Race Against the Machine: a Fully-annotated, Open-design Dataset of Autonomous and Piloted High-speed Flight

arXiv ·

Researchers at the Technology Innovation Institute (TII) have released a fully-annotated dataset for autonomous drone racing, called "Race Against the Machine." The dataset includes high-resolution visual, inertial, and motion capture data from both autonomous and piloted flights, along with commands, control inputs, and corner-level labeling of drone racing gates. The specifications to recreate their flight platform using commercial off-the-shelf components and the Betaflight controller are also released. Why it matters: This comprehensive resource aims to support the development of new methods and establish quantitative comparisons for approaches in robotics and AI, democratizing drone racing research.

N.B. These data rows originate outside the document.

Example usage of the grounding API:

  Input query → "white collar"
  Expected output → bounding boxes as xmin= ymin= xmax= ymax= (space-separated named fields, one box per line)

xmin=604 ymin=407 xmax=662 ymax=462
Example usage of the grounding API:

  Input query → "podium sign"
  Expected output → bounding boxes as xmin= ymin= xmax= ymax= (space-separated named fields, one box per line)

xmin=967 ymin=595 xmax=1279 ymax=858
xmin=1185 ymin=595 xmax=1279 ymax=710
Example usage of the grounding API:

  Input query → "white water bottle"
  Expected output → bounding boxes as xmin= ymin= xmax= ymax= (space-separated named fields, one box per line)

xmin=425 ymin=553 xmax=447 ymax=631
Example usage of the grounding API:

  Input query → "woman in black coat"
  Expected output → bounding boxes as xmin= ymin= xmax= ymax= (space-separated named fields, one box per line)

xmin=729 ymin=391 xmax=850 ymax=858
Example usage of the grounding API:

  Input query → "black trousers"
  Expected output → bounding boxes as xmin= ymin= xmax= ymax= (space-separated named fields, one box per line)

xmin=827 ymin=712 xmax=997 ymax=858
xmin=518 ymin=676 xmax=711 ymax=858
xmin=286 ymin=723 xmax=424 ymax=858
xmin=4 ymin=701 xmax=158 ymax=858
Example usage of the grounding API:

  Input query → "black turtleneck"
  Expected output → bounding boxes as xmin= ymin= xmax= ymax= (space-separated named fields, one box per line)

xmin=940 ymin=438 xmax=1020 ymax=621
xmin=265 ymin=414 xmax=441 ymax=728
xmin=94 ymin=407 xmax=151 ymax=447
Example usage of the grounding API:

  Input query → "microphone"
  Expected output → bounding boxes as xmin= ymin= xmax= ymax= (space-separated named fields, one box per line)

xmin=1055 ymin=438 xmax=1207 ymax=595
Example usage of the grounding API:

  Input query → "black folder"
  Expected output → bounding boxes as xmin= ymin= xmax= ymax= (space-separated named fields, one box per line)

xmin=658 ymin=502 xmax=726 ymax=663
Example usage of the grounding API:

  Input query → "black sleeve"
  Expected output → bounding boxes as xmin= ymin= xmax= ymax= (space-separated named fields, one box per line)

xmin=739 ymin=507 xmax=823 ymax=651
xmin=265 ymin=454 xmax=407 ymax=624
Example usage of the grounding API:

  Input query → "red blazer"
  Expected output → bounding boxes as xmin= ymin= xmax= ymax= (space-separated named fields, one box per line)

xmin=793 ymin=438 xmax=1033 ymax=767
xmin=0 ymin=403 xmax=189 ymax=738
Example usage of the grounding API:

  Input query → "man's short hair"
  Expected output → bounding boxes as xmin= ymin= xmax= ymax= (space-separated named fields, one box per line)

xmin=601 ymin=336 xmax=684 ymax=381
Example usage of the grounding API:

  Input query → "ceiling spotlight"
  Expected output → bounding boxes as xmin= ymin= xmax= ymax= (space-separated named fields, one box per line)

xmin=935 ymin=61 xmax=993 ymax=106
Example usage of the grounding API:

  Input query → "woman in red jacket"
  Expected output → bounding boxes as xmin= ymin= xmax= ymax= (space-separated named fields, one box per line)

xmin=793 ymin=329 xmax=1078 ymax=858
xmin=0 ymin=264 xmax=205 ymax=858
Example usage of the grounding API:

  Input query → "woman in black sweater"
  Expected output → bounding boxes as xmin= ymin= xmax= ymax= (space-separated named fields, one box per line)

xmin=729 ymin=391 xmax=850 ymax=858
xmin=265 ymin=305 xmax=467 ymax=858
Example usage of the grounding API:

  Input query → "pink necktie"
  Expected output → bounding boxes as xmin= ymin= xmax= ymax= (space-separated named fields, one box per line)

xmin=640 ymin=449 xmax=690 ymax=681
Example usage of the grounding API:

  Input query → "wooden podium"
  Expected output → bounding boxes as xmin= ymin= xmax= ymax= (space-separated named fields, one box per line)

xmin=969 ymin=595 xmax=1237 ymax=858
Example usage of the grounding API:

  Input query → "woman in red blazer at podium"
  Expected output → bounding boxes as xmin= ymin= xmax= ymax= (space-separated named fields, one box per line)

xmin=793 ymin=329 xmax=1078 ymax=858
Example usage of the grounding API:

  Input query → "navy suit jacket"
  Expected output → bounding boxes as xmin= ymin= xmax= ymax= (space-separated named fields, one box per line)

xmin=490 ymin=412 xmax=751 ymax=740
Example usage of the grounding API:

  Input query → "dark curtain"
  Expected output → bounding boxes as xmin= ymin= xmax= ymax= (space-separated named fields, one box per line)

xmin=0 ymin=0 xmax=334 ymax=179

Abu Dhabi’s Technology Innovation Institute Advances Swarm of Drone Technology for Commercial Use

TII ·

Abu Dhabi's Technology Innovation Institute (TII) has developed AI-driven drone technology enabling swarms to collaborate and independently organize tasks without central command. These drones utilize decentralized AI algorithms to adapt formation and behavior based on shared objectives, enhancing scalability and real-time decision-making. TII is collaborating globally to test real-world applications, including disaster management, crop health monitoring, and ecosystem restoration. Why it matters: This advancement positions the UAE as a leader in autonomous robotics and offers solutions for critical applications like disaster response and environmental monitoring.

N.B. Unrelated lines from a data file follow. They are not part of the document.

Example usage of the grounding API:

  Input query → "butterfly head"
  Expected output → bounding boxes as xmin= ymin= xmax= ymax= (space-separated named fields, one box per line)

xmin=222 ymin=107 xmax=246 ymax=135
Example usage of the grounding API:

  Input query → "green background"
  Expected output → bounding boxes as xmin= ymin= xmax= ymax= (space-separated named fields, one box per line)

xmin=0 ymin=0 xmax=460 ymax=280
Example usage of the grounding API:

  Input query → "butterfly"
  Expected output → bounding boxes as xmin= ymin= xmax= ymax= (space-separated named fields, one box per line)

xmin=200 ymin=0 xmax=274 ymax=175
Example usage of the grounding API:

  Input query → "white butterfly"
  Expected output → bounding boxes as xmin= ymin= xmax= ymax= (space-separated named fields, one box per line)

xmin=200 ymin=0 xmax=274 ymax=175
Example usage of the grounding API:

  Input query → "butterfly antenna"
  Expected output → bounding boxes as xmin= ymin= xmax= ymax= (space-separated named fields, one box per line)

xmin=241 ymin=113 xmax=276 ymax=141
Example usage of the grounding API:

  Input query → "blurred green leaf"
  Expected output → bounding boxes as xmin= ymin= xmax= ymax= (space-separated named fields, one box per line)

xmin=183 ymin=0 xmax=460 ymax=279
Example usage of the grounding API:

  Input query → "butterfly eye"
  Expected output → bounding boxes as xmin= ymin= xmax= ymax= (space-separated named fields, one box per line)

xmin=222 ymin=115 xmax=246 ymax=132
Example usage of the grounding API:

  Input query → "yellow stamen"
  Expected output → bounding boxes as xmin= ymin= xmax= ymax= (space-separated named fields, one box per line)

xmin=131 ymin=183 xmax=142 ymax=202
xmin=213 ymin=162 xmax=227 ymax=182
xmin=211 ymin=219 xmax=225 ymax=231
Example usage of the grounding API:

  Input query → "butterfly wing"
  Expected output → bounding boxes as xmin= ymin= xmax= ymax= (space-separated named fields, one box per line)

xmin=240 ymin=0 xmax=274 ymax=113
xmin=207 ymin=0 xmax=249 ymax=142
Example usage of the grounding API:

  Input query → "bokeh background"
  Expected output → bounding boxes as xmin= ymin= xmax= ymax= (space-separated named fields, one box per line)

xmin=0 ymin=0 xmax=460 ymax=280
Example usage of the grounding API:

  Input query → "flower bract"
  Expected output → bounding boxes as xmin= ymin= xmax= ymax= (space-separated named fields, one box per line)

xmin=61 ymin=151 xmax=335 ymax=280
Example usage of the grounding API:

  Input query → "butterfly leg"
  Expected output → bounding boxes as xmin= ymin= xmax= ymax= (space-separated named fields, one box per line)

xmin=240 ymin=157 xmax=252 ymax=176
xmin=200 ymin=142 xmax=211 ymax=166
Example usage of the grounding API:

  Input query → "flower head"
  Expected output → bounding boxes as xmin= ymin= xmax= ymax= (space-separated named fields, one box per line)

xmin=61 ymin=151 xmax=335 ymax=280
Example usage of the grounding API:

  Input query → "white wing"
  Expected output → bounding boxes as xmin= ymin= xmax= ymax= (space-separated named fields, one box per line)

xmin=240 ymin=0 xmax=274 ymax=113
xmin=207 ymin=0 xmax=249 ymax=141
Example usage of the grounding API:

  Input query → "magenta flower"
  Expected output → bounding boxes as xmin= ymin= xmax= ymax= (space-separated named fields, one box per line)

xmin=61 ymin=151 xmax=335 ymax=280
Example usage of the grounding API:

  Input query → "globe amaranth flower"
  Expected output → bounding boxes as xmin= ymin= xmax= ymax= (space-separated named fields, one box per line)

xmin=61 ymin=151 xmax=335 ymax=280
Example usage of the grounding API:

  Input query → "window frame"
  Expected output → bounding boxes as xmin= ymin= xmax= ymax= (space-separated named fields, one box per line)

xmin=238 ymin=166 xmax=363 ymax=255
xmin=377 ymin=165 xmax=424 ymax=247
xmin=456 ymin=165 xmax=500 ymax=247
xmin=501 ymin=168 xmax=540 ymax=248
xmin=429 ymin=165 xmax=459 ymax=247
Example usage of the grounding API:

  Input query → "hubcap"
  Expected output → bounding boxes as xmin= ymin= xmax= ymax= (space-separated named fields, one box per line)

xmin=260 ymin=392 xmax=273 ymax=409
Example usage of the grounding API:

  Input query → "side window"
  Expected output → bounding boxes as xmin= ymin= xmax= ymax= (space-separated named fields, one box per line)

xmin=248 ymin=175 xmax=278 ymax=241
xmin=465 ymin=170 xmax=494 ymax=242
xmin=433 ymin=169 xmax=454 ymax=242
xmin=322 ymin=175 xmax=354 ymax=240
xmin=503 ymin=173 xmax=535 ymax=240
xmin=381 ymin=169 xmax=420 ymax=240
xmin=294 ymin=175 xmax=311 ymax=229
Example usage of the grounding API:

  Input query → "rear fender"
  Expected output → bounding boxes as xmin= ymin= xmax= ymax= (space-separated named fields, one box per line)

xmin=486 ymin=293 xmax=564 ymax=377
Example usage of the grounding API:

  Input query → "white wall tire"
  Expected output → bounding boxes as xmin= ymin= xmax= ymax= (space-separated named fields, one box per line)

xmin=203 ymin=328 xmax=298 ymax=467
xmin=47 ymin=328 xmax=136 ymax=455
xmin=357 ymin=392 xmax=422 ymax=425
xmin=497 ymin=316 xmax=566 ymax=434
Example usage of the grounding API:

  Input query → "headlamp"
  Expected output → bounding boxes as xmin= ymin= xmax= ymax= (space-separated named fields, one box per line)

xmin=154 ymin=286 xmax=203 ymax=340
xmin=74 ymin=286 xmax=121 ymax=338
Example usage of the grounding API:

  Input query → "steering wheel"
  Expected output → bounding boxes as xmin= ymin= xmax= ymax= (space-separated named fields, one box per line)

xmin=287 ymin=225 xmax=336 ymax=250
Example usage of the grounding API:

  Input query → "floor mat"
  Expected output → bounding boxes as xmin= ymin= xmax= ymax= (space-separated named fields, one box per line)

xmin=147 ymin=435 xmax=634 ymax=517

Visually Guided Balloon Popping with an Autonomous MAV at MBZIRC 2020

arXiv ·

This paper presents a fully autonomous micro aerial vehicle (MAV) developed to pop balloons using onboard sensing and computing. The system was evaluated at the Mohamed Bin Zayed International Robotics Challenge (MBZIRC) 2020. The MAV successfully popped all five balloons in under two minutes in each of the three competition runs. Why it matters: This demonstrates the potential of autonomous robotics and computer vision for real-world applications in challenging environments.

Technology Innovation Institute’s Secure Systems Research Center in Abu Dhabi Announces Integration of Secure PX4 Stack into RISC-V Based Drone

TII ·

TII's Secure Systems Research Center in Abu Dhabi has integrated a secure PX4 stack into a RISC-V based drone, marking a milestone in making RISC-V UAV systems a reality. The center ported DroneCode's PX4 open source software to RISC-V using a commercially available RISC-V development platform. SSRC aims to improve the security and resilience of the PX4 flight control software and NuttX real-time OS, contributing modifications back to the open-source community. Why it matters: This achievement enhances TII's position in drone and autonomous systems research, contributing to safer and more efficient smart city applications in the region.

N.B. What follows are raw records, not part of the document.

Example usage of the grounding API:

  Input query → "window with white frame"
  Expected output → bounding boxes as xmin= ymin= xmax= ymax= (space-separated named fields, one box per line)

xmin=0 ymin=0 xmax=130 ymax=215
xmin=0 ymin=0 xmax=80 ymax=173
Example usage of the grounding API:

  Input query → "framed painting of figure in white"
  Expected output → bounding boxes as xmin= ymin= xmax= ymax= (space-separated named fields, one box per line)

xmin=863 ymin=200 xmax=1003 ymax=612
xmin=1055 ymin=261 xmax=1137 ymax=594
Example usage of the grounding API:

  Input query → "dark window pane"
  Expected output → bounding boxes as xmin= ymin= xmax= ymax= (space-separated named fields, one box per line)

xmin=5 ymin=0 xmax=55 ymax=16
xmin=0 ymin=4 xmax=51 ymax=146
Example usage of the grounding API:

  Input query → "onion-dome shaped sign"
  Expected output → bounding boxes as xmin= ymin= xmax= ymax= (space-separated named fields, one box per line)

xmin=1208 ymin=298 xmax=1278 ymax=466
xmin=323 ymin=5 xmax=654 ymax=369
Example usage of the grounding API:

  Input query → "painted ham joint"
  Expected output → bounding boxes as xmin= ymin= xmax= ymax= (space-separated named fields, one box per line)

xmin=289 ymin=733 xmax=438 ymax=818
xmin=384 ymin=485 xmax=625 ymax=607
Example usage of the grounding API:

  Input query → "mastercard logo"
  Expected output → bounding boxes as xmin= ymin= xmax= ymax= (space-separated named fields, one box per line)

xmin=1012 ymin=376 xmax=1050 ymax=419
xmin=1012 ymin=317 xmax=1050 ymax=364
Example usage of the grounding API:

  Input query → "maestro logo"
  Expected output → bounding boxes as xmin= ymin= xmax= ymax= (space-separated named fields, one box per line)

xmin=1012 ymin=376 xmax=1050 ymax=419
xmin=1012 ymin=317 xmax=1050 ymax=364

Technology Innovation Institute Achieves Fastest Speeds with Vision-based AI Drone Racing

TII ·

Technology Innovation Institute (TII) has developed AI-powered autonomous drones capable of navigating complex environments at speeds up to 80 km/h using only a camera and IMU sensor. The drones use onboard AI-driven visual odometry and reinforcement learning to adapt to their environment in real time. In direct competition, the TII drone set a best lap time of 4.38s, compared to 6.32s and 5.34s for human pilots. Why it matters: This research demonstrates the potential of AI-powered UAVs to surpass human-operated drones in agility and precision, with applications for the transport of goods and potentially people.